多分、私の顔はまた赤くなってるいだろう。
普通の感覚で言えば、男は抱かれる立場で常に受け身だし、そもそも女に対してこんなに迫る事などありえない。
相思相愛、無償の愛、一目ぼれ、そういったものはフィクションだ。
宮城だって言い方は悪いがそうだろう。
私を好きと言ってくれる、その言葉と態度が嘘ではない事はわかる。
少なくとも好ましいとは思ってくれている。
だがその根本の目的として、性欲の解消があるんだ。
同じように私だって妊娠という目的がある。
利害の一致を経た上で成り立つ関係であるなら、それがいくら心情的にも快いものであろうと互いのメリットがなければ成立しない。

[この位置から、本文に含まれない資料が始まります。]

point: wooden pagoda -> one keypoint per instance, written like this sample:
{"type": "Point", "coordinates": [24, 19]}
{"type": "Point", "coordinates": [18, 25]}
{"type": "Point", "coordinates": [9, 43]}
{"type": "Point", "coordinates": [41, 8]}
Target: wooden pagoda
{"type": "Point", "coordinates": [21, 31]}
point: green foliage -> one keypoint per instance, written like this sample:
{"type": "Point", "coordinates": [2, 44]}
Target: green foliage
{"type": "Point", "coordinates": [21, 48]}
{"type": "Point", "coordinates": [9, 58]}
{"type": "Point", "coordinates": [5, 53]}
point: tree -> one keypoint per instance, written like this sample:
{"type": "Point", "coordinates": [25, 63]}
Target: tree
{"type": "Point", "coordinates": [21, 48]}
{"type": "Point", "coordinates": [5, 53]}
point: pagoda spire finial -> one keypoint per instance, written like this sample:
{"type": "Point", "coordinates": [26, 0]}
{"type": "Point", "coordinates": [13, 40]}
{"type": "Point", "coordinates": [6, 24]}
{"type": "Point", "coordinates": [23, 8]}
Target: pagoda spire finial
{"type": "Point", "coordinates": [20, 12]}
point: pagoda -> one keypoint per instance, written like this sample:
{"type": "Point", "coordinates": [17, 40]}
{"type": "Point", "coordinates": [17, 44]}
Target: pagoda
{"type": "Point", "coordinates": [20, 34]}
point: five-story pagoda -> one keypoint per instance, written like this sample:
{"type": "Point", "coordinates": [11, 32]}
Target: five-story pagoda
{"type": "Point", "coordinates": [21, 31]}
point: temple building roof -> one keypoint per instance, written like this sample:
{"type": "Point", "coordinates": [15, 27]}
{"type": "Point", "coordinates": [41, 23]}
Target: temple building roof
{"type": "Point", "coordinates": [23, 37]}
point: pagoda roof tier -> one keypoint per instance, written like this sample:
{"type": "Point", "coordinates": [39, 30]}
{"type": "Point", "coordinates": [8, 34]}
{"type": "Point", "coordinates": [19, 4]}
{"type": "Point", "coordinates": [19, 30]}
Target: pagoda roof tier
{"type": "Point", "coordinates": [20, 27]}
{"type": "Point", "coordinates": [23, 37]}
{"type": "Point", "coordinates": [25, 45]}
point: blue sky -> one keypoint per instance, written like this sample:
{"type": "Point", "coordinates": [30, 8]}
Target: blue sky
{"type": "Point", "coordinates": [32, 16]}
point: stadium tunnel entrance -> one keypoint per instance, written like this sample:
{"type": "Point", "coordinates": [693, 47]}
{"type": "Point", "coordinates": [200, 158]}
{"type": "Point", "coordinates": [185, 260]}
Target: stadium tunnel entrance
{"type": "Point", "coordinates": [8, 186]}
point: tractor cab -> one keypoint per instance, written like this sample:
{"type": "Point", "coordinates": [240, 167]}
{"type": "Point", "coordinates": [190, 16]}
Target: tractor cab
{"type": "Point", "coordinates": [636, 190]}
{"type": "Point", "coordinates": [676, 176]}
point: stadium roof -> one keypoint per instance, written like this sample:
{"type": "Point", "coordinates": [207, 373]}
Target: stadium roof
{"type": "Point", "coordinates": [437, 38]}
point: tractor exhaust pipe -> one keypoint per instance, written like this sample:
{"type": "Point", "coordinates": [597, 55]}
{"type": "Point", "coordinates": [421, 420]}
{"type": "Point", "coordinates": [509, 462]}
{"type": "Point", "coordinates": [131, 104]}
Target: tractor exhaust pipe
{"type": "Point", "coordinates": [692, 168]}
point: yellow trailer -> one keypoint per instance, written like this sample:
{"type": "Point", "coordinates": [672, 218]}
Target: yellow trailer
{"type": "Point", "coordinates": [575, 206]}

つまり宮城が学生として在籍している間、私が早く妊娠してしまうというのはフェアじゃない。
宮城がそこまで考えているかはわからないが、私としては最低限この子が望む条件を飲むべきだろう。
だが宮城の出した条件は、そんな私にとってもなかなか厳しいものだった。
「ボクが三年に進級した夏以降、本格的に妊活というのはどうでしょう。それまでは普通の男女として、お互い気持ちいい関係を続けるという事で」
「……三年の夏以降であれば私がすぐに妊娠しても、休学する頃にお前は卒業している、か」
確かにそれであれば、互いの要求を満たしたものになる。
ただしすぐに妊娠すれば、という前提でだ。
「だが、三年の夏以降だと妊活は半年程度なわけだろう」
「そうですね、それくらいでしょうか」
「半年は短い。妊娠に至らない可能性もある以上、できれば少しでも早く……」
わかっている。
これですら願ってもいないほどの好条件である事は。
くだんの三十五歳の男性だって一ヶ月で五回という条件なんだぞ。
対して宮城は半年間、ずっと相手をしてくれるという。
どれほどの贅沢を言っているのも承知している。
だが、私はこのチャンスを逃したくない。
十近い年下のこの子を抱いて妊娠したい。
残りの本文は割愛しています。